GUATEMALA CITY (AFP) - Guatemalan police rescued 46 children aged between three days and two years old, who were victims of the country's booming illegal adoption racket, officials said on Monday.
The children, who did not have proper documentation for adoption, were discovered by police on Saturday during a raid on a clandestine orphanage in the tourist area of Old Guatemala.
Lawyers Vilma Zamora, 34, and Sandra Lopez, 42, were arrested in connection with allegedly working on illegal adoption procedures involving the children.
The youths have been transferred to police custody while homes are found for them, said prosecutor general spokesman Carlos Azurdia.
"The juvenile court is aware of the case and some details must be arranged so the children can be transferred to legal homes," Azurdia told AFP.
The children, 23 boys and 23 girls, were found in a home in Kiriva, 47 kilometers (29 miles) from Guatemala City.
Although authorities found paperwork that indicated family members had given the children up for adoption, the papers had not passed through the juvenile court which "is the correct path for every adoption process," Azurdia said.
The daily newspaper La Prensa, which first reported the scandal, quoted a worker at the orphanage as saying that its owner, the husband of Lopez, lives in the United States.
According to the legal process, a court must determine whether any biological relatives would be willing to take charge of a child before setting the child on a path toward national, or international, adoption.
"That way it is a matter of avoiding having economic interest prevail over the welfare of children," Azurdia said.
Guatemala has lax adoption laws, which have given rise to a thriving international adoption business worth an estimated 200 million dollars a year.
Nearly 4,500 children were adopted in Guatemala last year, up 10 percent from 2005, according to the prosecutor general's office.

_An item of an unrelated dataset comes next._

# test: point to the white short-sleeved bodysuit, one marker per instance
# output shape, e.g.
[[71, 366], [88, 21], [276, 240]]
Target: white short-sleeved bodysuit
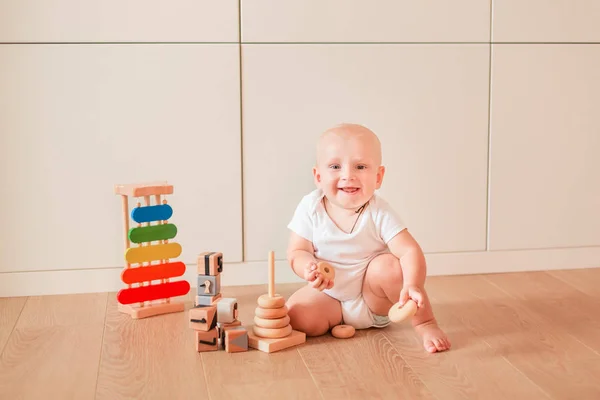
[[349, 253]]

Ninety-eight percent of them ended up in the hands of foreign, mainly US, couples.
The US State Department has said the adoption process in Guatemala is rife with "conflicts of interest" and "improper financial gain."
One state investigator said people would pay 50,000 dollars to adopt a child from Guatemala, where most people live in poverty.
Last month, angry indigenous residents of the El Paraiso village in northern Guatemala who were convinced of a kidnapping ring in their midst seized 15 captives who they feared were plotting to snatch children for international adoptions.
Several villages in majority indigenous Guatemala have detained people for the same fears.
The vigilante-style justice and isolated attacks have killed at least seven people, left at least four police stations burned to the ground and injured another dozen people.